The popularity of makgeolli reached its peak in the late 2000s and early 2010s when retailers and manufacturers started infusing a younger vibe to the beverage once overlooked as old and outdated. However, the boom quickly dwindled. Sales of makgeolli which reached 408,248 kiloliters (107.8 million gallons) in 2011, dropped to 345,256 kiloliters in 2015, according to Statistics Korea.

Bae says makgeolli and other traditional liquors should no longer be framed as “traditional drinks,” to overcome the slump. The term “traditional” shouldn’t be defined as a separate genre of a drink, he says.

“We have to make these traditional drinks into contemporary drinks. The word ‘traditional’ came about in Koreans’ effort to revive the genre which was once almost wiped out during the Colonial era.”

He emphasized that while Korea’s culinary culture has drastically changed in the past 60 years, the makgeolli recipe hasn’t changed as much.
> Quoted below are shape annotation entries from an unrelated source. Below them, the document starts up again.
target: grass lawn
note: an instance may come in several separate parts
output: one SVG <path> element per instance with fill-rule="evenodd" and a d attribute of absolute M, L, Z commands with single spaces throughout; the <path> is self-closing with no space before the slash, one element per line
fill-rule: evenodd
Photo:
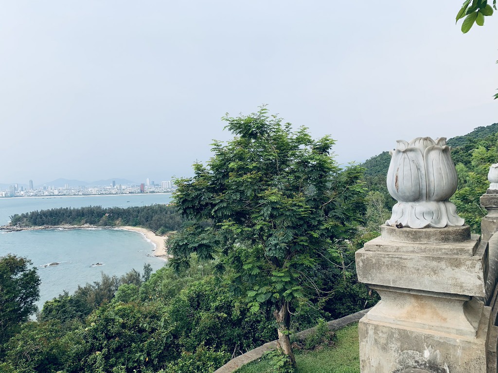
<path fill-rule="evenodd" d="M 358 324 L 348 325 L 336 332 L 336 345 L 321 351 L 296 354 L 296 373 L 360 373 Z M 236 373 L 271 373 L 264 360 L 250 363 Z"/>

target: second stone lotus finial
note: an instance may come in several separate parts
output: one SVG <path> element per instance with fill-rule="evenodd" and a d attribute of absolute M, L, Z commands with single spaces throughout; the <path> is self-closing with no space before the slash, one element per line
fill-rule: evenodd
<path fill-rule="evenodd" d="M 490 183 L 490 189 L 498 189 L 498 163 L 494 163 L 490 167 L 488 180 Z"/>
<path fill-rule="evenodd" d="M 457 190 L 458 179 L 446 138 L 396 142 L 396 149 L 389 152 L 387 184 L 398 203 L 386 224 L 415 228 L 463 225 L 465 220 L 448 200 Z"/>

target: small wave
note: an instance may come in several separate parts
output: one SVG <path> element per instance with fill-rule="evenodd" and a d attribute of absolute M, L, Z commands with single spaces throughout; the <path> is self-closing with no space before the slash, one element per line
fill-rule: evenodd
<path fill-rule="evenodd" d="M 55 267 L 55 266 L 58 266 L 60 263 L 57 262 L 52 262 L 51 263 L 47 263 L 47 264 L 43 264 L 41 266 L 38 266 L 40 268 L 46 268 L 47 267 Z"/>

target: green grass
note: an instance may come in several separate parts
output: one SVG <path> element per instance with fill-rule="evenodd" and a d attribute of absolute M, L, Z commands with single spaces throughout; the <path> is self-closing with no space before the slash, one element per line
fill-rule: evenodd
<path fill-rule="evenodd" d="M 296 373 L 360 373 L 360 346 L 358 323 L 336 332 L 336 345 L 321 351 L 296 354 Z M 264 359 L 250 363 L 236 373 L 271 373 Z"/>

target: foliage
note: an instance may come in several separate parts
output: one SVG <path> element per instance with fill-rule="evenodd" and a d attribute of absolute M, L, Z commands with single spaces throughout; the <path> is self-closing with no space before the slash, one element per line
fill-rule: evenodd
<path fill-rule="evenodd" d="M 217 352 L 212 348 L 206 348 L 201 345 L 194 353 L 182 353 L 180 358 L 168 364 L 163 372 L 164 373 L 212 373 L 230 360 L 230 354 Z"/>
<path fill-rule="evenodd" d="M 126 299 L 128 301 L 138 298 L 138 288 L 143 280 L 150 276 L 150 265 L 144 264 L 144 275 L 134 269 L 118 278 L 101 273 L 100 281 L 78 285 L 74 293 L 70 295 L 64 291 L 56 298 L 45 302 L 38 315 L 40 321 L 57 320 L 62 324 L 74 320 L 84 321 L 92 311 L 112 300 Z"/>
<path fill-rule="evenodd" d="M 1 345 L 36 310 L 40 278 L 31 264 L 11 254 L 0 257 L 0 357 Z"/>
<path fill-rule="evenodd" d="M 175 204 L 193 221 L 171 239 L 172 263 L 182 268 L 196 252 L 230 269 L 233 291 L 253 312 L 272 307 L 291 355 L 283 346 L 290 313 L 320 292 L 327 248 L 353 237 L 361 221 L 363 170 L 341 169 L 332 139 L 293 131 L 264 107 L 223 119 L 236 137 L 216 141 L 208 166 L 197 163 L 193 178 L 177 181 Z"/>
<path fill-rule="evenodd" d="M 304 347 L 308 350 L 316 347 L 324 340 L 328 340 L 330 337 L 329 334 L 329 327 L 323 319 L 318 320 L 318 324 L 315 330 L 308 335 L 304 340 Z"/>
<path fill-rule="evenodd" d="M 315 351 L 296 354 L 295 373 L 360 373 L 358 324 L 336 332 L 335 344 Z M 244 366 L 236 373 L 272 373 L 270 362 L 264 359 Z"/>
<path fill-rule="evenodd" d="M 268 351 L 263 356 L 270 367 L 268 372 L 271 373 L 294 373 L 292 362 L 289 357 L 280 350 Z"/>
<path fill-rule="evenodd" d="M 81 343 L 66 332 L 53 321 L 27 322 L 7 343 L 5 361 L 17 373 L 62 371 Z"/>
<path fill-rule="evenodd" d="M 175 208 L 168 205 L 154 204 L 123 208 L 100 206 L 72 208 L 61 207 L 32 211 L 10 217 L 10 224 L 21 227 L 90 224 L 100 227 L 139 225 L 162 234 L 174 231 L 183 220 Z"/>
“It should be updated. A lot of variation should be tried to become a contemporary drink while maintaining the culture and technique of the past,” he added.

Without a drastic paradigm shift, Bae says it would be hard to overcome the current not-so-favorable market for traditional liquor.

“I have worked in this business for the past 30 years, marketing Kooksoondang and Baekseju. It was a success but did it become the next Heineken? No. We need to change the paradigm. We need to converge with different industries and try out new things,” he says.

Although he’s devoted his entire life to the booze business, Bae isn’t much of a drinker. But he does have tips on enjoying diverse types of alcohol.

“Makgeolli is like rice. So don’t eat rice while drinking Makgeolli, but just eat banchan [Korean side dishes]. For herbal drinks, they bring out the appetite so drink them while eating. Soju is like drinking pure alcohol so eat a lot of vitamins by eating vegetables and nuts.”